We need to be convinced, which means that we need to educate ourselves on what it is exactly that we find meaningful. It needs to be personal and the spectrum is quite wide. Do you believe in BDS, or are you more attuned to the disempowerment of large corporations that actively support Israel every single day of the week, every month, every year. If you aren’t clear on your objectives it is unlikely that you will stick with them. Consider it an assessment at the gym, or at a nutritionist’s office. What is your goal and how do you plan on achieving it. Which is why our usual judgmental selves need to be shelved for the sake of Palestine. How quick we are to have an opinion on how others express their activism, a futile activity which leads nowhere. Like most personal decisions, with time, once they become habits, one stops feeling obliged to share with others, because it’s no longer something you are actively working at, it comes naturally.

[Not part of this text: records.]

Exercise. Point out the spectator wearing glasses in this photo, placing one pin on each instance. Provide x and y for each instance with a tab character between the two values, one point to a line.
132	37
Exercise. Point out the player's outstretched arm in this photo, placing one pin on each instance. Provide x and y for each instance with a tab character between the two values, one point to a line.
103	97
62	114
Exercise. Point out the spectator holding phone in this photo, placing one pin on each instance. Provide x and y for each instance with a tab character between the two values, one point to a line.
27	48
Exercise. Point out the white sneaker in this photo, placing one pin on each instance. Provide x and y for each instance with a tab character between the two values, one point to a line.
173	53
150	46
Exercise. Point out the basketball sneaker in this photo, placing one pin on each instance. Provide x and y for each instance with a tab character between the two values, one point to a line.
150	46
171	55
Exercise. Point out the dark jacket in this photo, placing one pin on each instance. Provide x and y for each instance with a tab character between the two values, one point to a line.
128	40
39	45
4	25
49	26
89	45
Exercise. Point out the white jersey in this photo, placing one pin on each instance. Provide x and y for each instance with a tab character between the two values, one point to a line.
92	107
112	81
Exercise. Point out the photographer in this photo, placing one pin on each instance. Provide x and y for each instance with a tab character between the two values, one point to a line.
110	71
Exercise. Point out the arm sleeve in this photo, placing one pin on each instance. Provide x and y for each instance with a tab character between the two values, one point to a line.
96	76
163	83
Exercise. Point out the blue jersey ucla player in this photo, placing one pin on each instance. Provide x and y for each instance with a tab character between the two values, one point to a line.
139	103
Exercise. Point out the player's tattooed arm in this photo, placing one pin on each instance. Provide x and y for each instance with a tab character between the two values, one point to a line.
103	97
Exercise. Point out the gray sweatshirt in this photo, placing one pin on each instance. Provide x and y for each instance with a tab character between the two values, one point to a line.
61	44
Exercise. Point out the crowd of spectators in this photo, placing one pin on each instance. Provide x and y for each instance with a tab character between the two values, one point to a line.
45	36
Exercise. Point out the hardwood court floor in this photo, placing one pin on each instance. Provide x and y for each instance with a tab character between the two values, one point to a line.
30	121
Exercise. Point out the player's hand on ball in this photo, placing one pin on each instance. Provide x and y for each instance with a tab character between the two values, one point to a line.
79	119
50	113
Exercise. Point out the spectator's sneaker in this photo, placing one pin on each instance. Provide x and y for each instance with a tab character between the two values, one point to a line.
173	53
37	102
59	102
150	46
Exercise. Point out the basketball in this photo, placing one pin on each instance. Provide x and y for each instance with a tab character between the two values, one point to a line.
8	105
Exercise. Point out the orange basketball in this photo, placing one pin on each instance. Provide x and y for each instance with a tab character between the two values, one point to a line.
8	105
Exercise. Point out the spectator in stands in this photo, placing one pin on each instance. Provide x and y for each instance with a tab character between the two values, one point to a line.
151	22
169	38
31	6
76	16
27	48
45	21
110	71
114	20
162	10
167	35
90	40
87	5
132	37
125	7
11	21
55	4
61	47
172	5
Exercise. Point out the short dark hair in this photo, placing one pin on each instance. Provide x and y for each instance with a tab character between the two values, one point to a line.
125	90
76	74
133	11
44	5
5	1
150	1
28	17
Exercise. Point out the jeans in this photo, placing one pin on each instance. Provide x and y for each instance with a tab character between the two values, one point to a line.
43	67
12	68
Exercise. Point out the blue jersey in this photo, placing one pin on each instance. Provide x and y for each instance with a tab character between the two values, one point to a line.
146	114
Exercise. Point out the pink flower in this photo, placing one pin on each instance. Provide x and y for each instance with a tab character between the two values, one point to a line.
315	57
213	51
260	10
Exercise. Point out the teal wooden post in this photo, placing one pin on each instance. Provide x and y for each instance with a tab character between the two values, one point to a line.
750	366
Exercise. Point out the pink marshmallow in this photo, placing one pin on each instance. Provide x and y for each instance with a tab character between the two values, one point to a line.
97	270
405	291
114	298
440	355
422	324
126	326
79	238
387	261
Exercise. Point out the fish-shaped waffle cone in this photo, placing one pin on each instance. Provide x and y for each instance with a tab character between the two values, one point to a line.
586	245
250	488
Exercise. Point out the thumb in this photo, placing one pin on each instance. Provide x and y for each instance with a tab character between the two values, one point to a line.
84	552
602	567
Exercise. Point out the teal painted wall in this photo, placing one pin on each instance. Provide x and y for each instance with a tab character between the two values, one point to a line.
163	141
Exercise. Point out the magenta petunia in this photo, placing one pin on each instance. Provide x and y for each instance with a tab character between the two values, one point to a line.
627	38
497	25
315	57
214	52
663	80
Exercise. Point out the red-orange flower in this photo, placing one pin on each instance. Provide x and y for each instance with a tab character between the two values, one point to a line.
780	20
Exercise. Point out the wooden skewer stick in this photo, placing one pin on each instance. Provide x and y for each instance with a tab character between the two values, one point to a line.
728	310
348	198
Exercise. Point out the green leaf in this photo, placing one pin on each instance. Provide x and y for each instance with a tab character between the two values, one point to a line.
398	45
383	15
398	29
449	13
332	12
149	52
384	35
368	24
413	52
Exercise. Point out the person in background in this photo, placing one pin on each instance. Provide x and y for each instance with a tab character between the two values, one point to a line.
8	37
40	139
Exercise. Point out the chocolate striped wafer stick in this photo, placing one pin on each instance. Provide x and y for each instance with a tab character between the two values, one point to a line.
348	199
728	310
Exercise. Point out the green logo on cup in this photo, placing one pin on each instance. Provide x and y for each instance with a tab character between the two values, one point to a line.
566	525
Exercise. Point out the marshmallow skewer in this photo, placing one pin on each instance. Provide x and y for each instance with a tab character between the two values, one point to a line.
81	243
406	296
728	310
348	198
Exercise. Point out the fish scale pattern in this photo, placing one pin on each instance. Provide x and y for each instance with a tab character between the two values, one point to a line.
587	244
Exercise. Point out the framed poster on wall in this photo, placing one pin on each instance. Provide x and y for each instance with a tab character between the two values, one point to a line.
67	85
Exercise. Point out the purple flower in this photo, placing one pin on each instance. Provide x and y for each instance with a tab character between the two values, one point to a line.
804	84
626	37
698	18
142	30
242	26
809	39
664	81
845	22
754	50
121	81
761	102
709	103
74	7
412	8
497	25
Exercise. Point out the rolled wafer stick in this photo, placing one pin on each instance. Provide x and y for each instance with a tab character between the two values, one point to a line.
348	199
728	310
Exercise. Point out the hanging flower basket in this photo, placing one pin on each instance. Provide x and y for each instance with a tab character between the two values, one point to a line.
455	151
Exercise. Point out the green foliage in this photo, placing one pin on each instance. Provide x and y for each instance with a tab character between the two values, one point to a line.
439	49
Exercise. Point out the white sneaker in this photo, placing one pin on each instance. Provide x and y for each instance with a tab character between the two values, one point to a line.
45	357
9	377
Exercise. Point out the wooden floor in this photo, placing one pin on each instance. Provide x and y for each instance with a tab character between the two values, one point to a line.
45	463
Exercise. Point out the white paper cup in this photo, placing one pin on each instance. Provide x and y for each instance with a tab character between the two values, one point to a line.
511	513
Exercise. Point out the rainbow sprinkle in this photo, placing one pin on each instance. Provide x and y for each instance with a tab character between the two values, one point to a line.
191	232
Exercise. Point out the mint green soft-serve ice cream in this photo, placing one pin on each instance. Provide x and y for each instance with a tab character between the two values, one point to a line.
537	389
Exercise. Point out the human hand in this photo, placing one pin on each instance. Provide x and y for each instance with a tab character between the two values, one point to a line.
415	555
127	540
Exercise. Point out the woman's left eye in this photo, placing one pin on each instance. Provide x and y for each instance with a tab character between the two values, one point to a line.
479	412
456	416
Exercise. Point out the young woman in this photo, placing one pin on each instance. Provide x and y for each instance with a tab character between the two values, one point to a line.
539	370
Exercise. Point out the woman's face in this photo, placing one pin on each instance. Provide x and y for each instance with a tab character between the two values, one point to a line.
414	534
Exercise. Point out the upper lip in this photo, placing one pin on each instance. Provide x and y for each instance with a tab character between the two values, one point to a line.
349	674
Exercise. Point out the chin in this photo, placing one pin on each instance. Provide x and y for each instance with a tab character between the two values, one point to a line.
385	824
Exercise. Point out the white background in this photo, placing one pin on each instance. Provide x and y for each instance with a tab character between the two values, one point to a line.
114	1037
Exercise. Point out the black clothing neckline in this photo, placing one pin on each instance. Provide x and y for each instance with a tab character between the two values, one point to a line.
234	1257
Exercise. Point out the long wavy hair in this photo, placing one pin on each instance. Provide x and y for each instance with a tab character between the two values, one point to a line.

It is uncomfortable at first, but the power comes from the amount of time you are able to dedicate to research. We really are creatures of habit, so once you have identified your new coffee joint, your new face serum (because really almost everything is made by L’Oreal) this negativity and discomfort makes way for empowerment. As I personally walk past yet another conveniently located Starbucks at the mall (because let’s face it, they have the funds for a prime location) it isn’t even on my radar any longer. I know where I am headed, to the local joint around the corner, I have purpose and I have power in my penny. The most important thing is that the coffee tastes good because otherwise this is going to be a very short-term exercise.

This is where we need to get to, whether you want to financially and emotionally support a Palestinian orphan, 25,000 of which have been created in the last two months, or you choose BDS or any other form of activism this is your prerogative. You just need to be consistent to affect real change, and this consistency can only come from a sense of empowerment.

So what fuels this empowerment? Injustice unfortunately, the events of the past two months have been apocalyptical, which is originally a Greek term meaning, ‘revelation of the true state of things,’ a topic my dear friend Sahar Aloul broached in her penned open letter to the international community titled, ‘The Masks are Off’. Add to that the Hannibal Directive of the IOF, which is essentially a free for all. You see Israeli soldiers delighting in the destruction and death of my Palestinian people and it all makes terrible sense, to these people we are sub-human and it is this revelation that will fuel our actions.

I have mentioned the butterfly effect once before, a theory highlighted to me by my dear colleague Alaa. How small actions call effectively create big change, and I believe that this is the way forward. As Queen Rania of Jordan posted a few days ago, every small action helps. And that is ultimately what it is about, small, consistent, sustainable actions, every day of the year. As many before me have said, what next after the war, and to me there is only one way, give power to your penny, get comfortable in the discomfort of economic activism and with God’s speed we shall effect real change for our people of Palestine.